As much as I hate making tools to make tools so I can make more parts for tools..... I am satisfied with how this project turned out. I think I'll get a lot of use out of the steady rest. It put my main project (the round on the lathe) on the back burner for close to a week. Two days in design, two days waiting for parts, and three days of machining... Nights/morning would be more accurate as I work 2nd shift.


----------



## irishwoodsman (Feb 26, 2012)

Very nice job, i need to try and make one for mine, i have a follow rest that does great which i picked up for 60.00 which was a steal for my 11" sheldon, but waiting to get a mill so i can mill a piece with a v-way in it so it can slide on the bed, thanks for showing the great work:biggrin:Mac


----------



## StonewellMark (Feb 26, 2012)

Very Nice.....


----------



## 8ntsane (Feb 26, 2012)

Looking Good

And look at that, you allready have work for the new steady rest!
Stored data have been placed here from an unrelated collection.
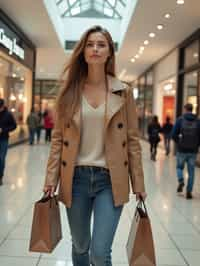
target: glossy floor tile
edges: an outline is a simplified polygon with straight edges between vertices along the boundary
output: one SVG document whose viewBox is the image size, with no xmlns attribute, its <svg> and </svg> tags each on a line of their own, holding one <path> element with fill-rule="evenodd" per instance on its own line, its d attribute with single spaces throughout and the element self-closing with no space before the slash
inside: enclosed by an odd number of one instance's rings
<svg viewBox="0 0 200 266">
<path fill-rule="evenodd" d="M 194 199 L 176 193 L 176 160 L 162 149 L 156 162 L 142 143 L 147 208 L 154 235 L 157 266 L 200 265 L 200 170 Z M 72 266 L 65 207 L 60 205 L 63 239 L 52 254 L 29 252 L 34 202 L 42 195 L 49 146 L 21 145 L 9 149 L 4 185 L 0 187 L 0 265 Z M 126 242 L 134 216 L 135 197 L 125 205 L 113 244 L 113 266 L 128 266 Z"/>
</svg>

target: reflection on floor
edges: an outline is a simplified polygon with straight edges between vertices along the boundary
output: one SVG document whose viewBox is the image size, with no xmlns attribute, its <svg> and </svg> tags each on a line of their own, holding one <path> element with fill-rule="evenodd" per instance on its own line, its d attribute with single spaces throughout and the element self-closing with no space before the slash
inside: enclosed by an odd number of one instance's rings
<svg viewBox="0 0 200 266">
<path fill-rule="evenodd" d="M 147 206 L 152 221 L 157 263 L 200 265 L 200 170 L 196 171 L 194 199 L 176 194 L 175 158 L 159 150 L 158 160 L 149 160 L 143 146 Z M 11 148 L 7 157 L 4 185 L 0 187 L 0 265 L 72 266 L 69 229 L 62 210 L 63 240 L 50 255 L 28 252 L 32 210 L 42 195 L 49 147 L 44 144 Z M 113 265 L 128 265 L 125 244 L 135 199 L 125 206 L 113 246 Z"/>
</svg>

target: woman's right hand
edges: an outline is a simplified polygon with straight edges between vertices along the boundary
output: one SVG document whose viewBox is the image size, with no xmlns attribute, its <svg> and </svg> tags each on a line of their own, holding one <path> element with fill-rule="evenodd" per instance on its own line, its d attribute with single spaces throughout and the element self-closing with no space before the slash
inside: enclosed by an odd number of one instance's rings
<svg viewBox="0 0 200 266">
<path fill-rule="evenodd" d="M 55 186 L 45 186 L 43 188 L 43 192 L 47 195 L 47 197 L 48 196 L 53 197 L 54 193 L 55 193 L 55 190 L 56 190 Z"/>
</svg>

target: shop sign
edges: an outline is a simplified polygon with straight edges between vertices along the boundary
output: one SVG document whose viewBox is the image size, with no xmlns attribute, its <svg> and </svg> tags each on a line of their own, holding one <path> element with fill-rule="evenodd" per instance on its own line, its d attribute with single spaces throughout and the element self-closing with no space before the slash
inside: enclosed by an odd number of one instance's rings
<svg viewBox="0 0 200 266">
<path fill-rule="evenodd" d="M 24 60 L 24 49 L 17 44 L 16 38 L 9 38 L 2 28 L 0 28 L 0 44 L 9 50 L 9 55 L 15 54 Z"/>
</svg>

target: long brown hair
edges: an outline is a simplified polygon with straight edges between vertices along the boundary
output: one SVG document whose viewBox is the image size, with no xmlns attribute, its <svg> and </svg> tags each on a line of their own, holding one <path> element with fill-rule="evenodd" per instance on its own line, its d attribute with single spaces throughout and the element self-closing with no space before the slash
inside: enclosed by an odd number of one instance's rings
<svg viewBox="0 0 200 266">
<path fill-rule="evenodd" d="M 115 52 L 112 37 L 106 29 L 101 26 L 94 26 L 88 29 L 76 44 L 70 61 L 62 72 L 60 79 L 61 89 L 56 102 L 56 113 L 58 118 L 66 119 L 67 116 L 67 120 L 69 121 L 80 103 L 81 89 L 88 74 L 88 65 L 84 58 L 84 49 L 89 35 L 95 32 L 100 32 L 105 36 L 110 48 L 110 56 L 105 64 L 105 74 L 115 76 Z"/>
</svg>

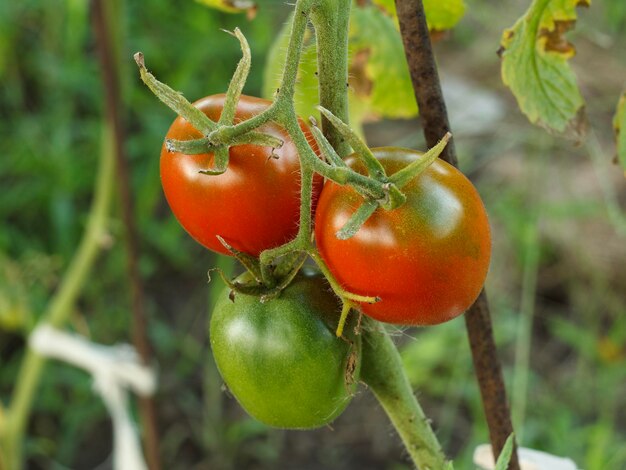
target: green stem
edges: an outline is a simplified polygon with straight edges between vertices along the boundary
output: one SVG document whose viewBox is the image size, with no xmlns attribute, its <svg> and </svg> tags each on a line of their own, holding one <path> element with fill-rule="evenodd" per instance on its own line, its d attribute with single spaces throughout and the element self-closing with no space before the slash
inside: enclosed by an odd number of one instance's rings
<svg viewBox="0 0 626 470">
<path fill-rule="evenodd" d="M 57 294 L 48 304 L 48 308 L 39 321 L 38 326 L 47 324 L 59 328 L 67 321 L 76 297 L 80 293 L 84 282 L 88 279 L 89 270 L 100 250 L 113 193 L 115 168 L 113 143 L 113 130 L 106 126 L 98 168 L 98 179 L 87 228 L 78 251 L 63 277 L 63 282 Z M 45 363 L 44 357 L 27 348 L 26 356 L 22 362 L 12 394 L 12 401 L 7 410 L 6 426 L 3 429 L 3 435 L 0 436 L 0 443 L 5 454 L 7 469 L 9 470 L 19 469 L 22 466 L 24 430 Z"/>
<path fill-rule="evenodd" d="M 235 28 L 232 33 L 239 40 L 241 44 L 242 57 L 237 65 L 237 69 L 233 75 L 230 85 L 228 86 L 228 92 L 226 93 L 226 99 L 224 100 L 224 106 L 222 108 L 222 114 L 218 124 L 232 124 L 235 119 L 235 110 L 237 109 L 237 103 L 241 97 L 241 92 L 246 84 L 248 73 L 250 72 L 250 65 L 252 59 L 250 57 L 250 46 L 246 41 L 245 36 L 241 33 L 239 28 Z"/>
<path fill-rule="evenodd" d="M 536 181 L 536 180 L 535 180 Z M 532 343 L 535 295 L 540 258 L 539 231 L 537 216 L 527 222 L 524 233 L 524 271 L 522 280 L 522 300 L 517 321 L 515 342 L 515 368 L 513 373 L 512 417 L 516 425 L 518 442 L 524 440 L 524 417 L 528 396 L 528 376 L 530 370 L 530 347 Z"/>
<path fill-rule="evenodd" d="M 320 148 L 322 155 L 324 155 L 324 157 L 326 157 L 326 160 L 328 160 L 328 162 L 333 164 L 334 166 L 340 168 L 347 167 L 348 165 L 346 165 L 346 162 L 341 159 L 341 157 L 337 154 L 332 145 L 330 145 L 330 142 L 328 142 L 326 137 L 324 137 L 324 134 L 322 134 L 320 128 L 317 127 L 315 119 L 311 118 L 311 121 L 311 133 L 313 134 L 315 142 L 317 142 L 317 145 Z"/>
<path fill-rule="evenodd" d="M 389 177 L 389 181 L 394 183 L 398 188 L 403 188 L 410 181 L 415 179 L 417 175 L 423 172 L 426 168 L 428 168 L 432 163 L 437 160 L 443 149 L 446 147 L 452 134 L 446 132 L 446 134 L 441 138 L 437 144 L 428 150 L 424 155 L 422 155 L 419 159 L 412 162 L 410 165 L 405 166 L 402 170 L 397 171 L 393 175 Z"/>
<path fill-rule="evenodd" d="M 369 219 L 370 216 L 376 212 L 376 209 L 378 209 L 378 203 L 376 201 L 365 201 L 356 211 L 354 211 L 345 225 L 335 233 L 335 236 L 339 240 L 352 238 L 356 235 L 367 219 Z"/>
<path fill-rule="evenodd" d="M 371 389 L 421 470 L 451 468 L 430 421 L 424 415 L 404 373 L 400 354 L 387 332 L 367 321 L 363 328 L 361 380 Z"/>
<path fill-rule="evenodd" d="M 320 256 L 315 248 L 311 247 L 307 251 L 307 253 L 315 262 L 315 264 L 317 264 L 317 267 L 320 269 L 320 271 L 322 271 L 322 274 L 324 275 L 324 277 L 326 277 L 326 280 L 330 284 L 333 292 L 337 294 L 337 296 L 340 297 L 344 301 L 344 303 L 346 300 L 353 300 L 355 302 L 362 302 L 367 304 L 373 304 L 380 301 L 380 298 L 378 297 L 368 297 L 366 295 L 353 294 L 352 292 L 346 291 L 343 287 L 341 287 L 339 282 L 337 282 L 337 279 L 335 279 L 333 273 L 330 272 L 330 269 L 328 269 L 328 266 L 326 266 L 324 259 Z"/>
<path fill-rule="evenodd" d="M 148 72 L 144 57 L 141 52 L 134 55 L 135 62 L 139 67 L 141 80 L 148 88 L 159 98 L 168 108 L 179 116 L 184 117 L 191 125 L 206 135 L 217 127 L 217 124 L 211 121 L 206 114 L 196 108 L 193 104 L 185 99 L 181 94 L 156 79 L 154 75 Z"/>
<path fill-rule="evenodd" d="M 300 53 L 304 41 L 306 25 L 311 13 L 311 8 L 319 0 L 298 0 L 291 23 L 291 33 L 289 34 L 289 45 L 285 57 L 285 70 L 280 83 L 280 89 L 276 96 L 276 101 L 285 107 L 293 107 L 293 96 L 296 91 L 296 77 L 298 76 L 298 65 L 300 64 Z"/>
<path fill-rule="evenodd" d="M 351 0 L 322 0 L 313 8 L 311 21 L 317 38 L 317 66 L 320 105 L 347 123 L 348 117 L 348 33 Z M 341 157 L 350 146 L 325 116 L 324 135 Z"/>
<path fill-rule="evenodd" d="M 387 175 L 382 163 L 380 163 L 367 144 L 359 138 L 359 136 L 350 129 L 350 126 L 335 116 L 331 111 L 323 106 L 317 107 L 328 122 L 334 127 L 339 135 L 352 146 L 356 155 L 361 159 L 369 175 L 378 181 L 387 181 Z"/>
<path fill-rule="evenodd" d="M 257 114 L 256 116 L 235 124 L 234 126 L 220 126 L 208 135 L 209 142 L 214 145 L 231 143 L 238 137 L 241 137 L 244 134 L 257 129 L 266 122 L 275 119 L 277 111 L 278 109 L 276 108 L 276 103 L 274 103 L 261 114 Z"/>
</svg>

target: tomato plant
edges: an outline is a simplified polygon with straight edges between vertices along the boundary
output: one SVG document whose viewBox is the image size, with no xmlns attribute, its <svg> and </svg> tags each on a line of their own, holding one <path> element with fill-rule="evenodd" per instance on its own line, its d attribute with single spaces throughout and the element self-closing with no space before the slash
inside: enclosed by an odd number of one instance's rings
<svg viewBox="0 0 626 470">
<path fill-rule="evenodd" d="M 244 274 L 239 282 L 248 282 Z M 211 317 L 217 367 L 241 406 L 280 428 L 315 428 L 346 408 L 358 380 L 360 336 L 334 334 L 341 306 L 319 273 L 305 272 L 265 303 L 225 289 Z M 353 370 L 353 368 L 356 369 Z"/>
<path fill-rule="evenodd" d="M 372 149 L 387 174 L 420 158 L 403 148 Z M 354 157 L 346 163 L 364 173 Z M 453 166 L 436 160 L 403 188 L 407 201 L 377 209 L 352 238 L 336 232 L 362 202 L 348 186 L 328 182 L 320 196 L 315 238 L 341 285 L 381 300 L 362 304 L 377 320 L 432 325 L 463 313 L 476 299 L 491 254 L 489 222 L 478 192 Z"/>
<path fill-rule="evenodd" d="M 194 103 L 209 118 L 217 121 L 225 95 L 212 95 Z M 235 122 L 255 116 L 269 107 L 270 101 L 241 96 Z M 300 127 L 313 142 L 308 127 Z M 233 248 L 258 256 L 263 250 L 282 245 L 298 231 L 300 215 L 300 172 L 298 152 L 289 134 L 274 123 L 259 131 L 281 139 L 279 149 L 259 145 L 230 147 L 230 162 L 221 175 L 205 175 L 212 167 L 213 153 L 187 155 L 161 150 L 161 182 L 165 197 L 180 224 L 205 247 L 229 254 L 218 241 L 221 236 Z M 191 140 L 202 137 L 188 121 L 177 117 L 166 139 Z M 313 184 L 313 200 L 321 190 L 322 178 Z"/>
</svg>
Looks like it turned out very well, and its a tool for your lathe, built with your lathe, ya gotta like that!

Great Job 

Paul


----------



## GK1918 (Mar 6, 2012)

*One more lost item*

Good job, after reading this it sparked me for one I made moons ago just another
thing I cant find.  This worked excellent starting off with a 12" thick wall pipe so far
like yours, drilled and tapped but to trail the work I used Detroit Diesel followers,
which are valve lifters theyre rollers, I made ball ends on the screws like a push rod,
then I think it was gum dum or liquid nail or something I put on the ball end just to 
keep from losing it.   Looks like I got to make another only,think,them ole 6-71s fell 
into the cracks of history.
ball end in lifter is self centering and the great width of the roller keeps it on track.
My sons junk box has many 302 roller lifters, but Im thinking the rollers maybe a little
narrow and not track as well as big wide diesel ones. Ill get back with my findings.


----------